Fuck freedom, give me security

A wise man once said:

“They who would give up essential Liberty, to purchase a little temporary Safety, deserve neither Liberty nor Safety.”

Oh, sorry, got a typo there. A *white man once said.

The above quotation is attributed to Benjamin Franklin, a rich white dude and one of the Founding Fathers. Apparently, according to wikipedia, he was “the first American”, which is pretty impressive. His famous quotation on Liberty and Security is often repeated, usually as “he who sacrifices freedom for security deserves neither” or some close variant, in debates on freedom of speech, censorship, government surveillance etc. And I have a problem with it.

Laurie Penny – a writer who I admire hugely – recently wrote an article entitled “Online bullying isn’t freedom of speech“. The article is brilliant, obviously, describing the ubiquitous nature of the online harassment of high-profile women and how this harassment silences female voices. Ironically, when this fact is pointed out – that this oppression is trampling on the freedom of speech of women on the internet – those calling for the harassment to end are inevitably accused of attempting to stifle the freedom of speech of the harassers. So it has always been.

I don’t get it.

What is this “freedom of speech” that we, as a culture, seem to have this raging principle-boner for? It sure as fuck isn’t the freedom to say whatever you want. No, we’re not free to make threats, we’re not free to print untrue or damaging information about other people, we’re often not free to preach our religious beliefs. And yet I never heard the free-speechers clamouring for Abu Qatada’s release. Weird.

I’d say that most people support those particular restrictions on speech. Even Americans, whose entire society is built around freedom-as-an-ideal, don’t allow their rich to be slandered or their religious to be offended. Free speech is, at best, fairly free speech, and I personally am not even very attached to that.

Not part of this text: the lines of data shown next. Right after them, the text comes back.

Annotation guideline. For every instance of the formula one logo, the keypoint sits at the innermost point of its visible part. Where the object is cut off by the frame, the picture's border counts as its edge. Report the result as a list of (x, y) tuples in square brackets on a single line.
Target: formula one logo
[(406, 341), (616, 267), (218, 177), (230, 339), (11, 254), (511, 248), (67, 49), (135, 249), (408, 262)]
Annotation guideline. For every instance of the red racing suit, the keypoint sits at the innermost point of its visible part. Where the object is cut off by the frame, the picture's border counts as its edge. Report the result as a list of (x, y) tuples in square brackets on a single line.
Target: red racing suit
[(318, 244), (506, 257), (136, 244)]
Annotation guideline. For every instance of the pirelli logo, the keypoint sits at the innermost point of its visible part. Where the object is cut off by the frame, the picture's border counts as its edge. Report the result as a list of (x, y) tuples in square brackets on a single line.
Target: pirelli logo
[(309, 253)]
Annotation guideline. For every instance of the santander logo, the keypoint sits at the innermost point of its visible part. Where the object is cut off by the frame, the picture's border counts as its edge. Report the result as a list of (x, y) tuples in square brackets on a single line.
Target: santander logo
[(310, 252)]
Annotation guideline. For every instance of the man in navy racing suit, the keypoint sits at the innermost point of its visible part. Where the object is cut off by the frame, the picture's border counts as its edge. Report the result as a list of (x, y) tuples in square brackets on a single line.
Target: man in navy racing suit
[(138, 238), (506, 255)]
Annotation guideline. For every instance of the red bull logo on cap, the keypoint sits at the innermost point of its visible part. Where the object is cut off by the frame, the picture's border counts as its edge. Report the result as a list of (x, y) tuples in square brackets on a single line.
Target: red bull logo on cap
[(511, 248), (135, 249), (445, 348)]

The problem with freedom is that it allows those with more power – physically or socially – to override the freedoms of those with less. In any free interaction, none are guaranteed any freedom at all. In a best case scenario, each may choose to act conscientiously, allowing the freedom of the other; in a worst case scenario each may choose to act in a way that diminishes the freedom of the other. In an interaction regulated by social norms and the threat of state violence (law), each can be confident that their major freedoms will be preserved. In an ideal interaction, only those actions that would directly diminish the freedom of another would be regulated. The maximisation of freedoms after the guarantee of security, as opposed to the misguided notion that freedom is an end in and of itself.

It is easy to see that freedom and security will be prioritised differently by different sections of society. Those with power will never have cause for concerns of security, and thus will not prioritise security highly. They will interpret their privilege as freedom. Where they encounter resistance to their perceived freedom – when they’re criticised for harassment, for example – freedom will naturally become what they prioritise most highly.

Conversely, those without power – those whose freedoms are consistently diminished by others – will prioritise security. People who only want to be heard, such as the women in Laurie’s article, do not require the freedom abused by those who act to silence them. They need a guarantee that their basic freedoms will be protected.

It was all well and good for Benjamin Franklin to expound upon the virtues of Liberty over Safety, but it’s important to remember that he was a person whose safety was never particularly at risk. When he wrote those words, and throughout much of his life, Franklin himself was a slave-owner. Anti-abolitionists argued that they had a “right” to own slaves – that abolitionists were attempting to take away their freedom.

Fuck that. Fuck your freedom. I want safety, for myself and for those I love, and I’m willing to fight for it. Franklin would later become a strong proponent of abolition, which is better than nothing I suppose, and I live in hope that one day we’ll come to our senses too.

I guess what I’m trying to say – without wanting to put too fine a point on it – is that freedom is slavery.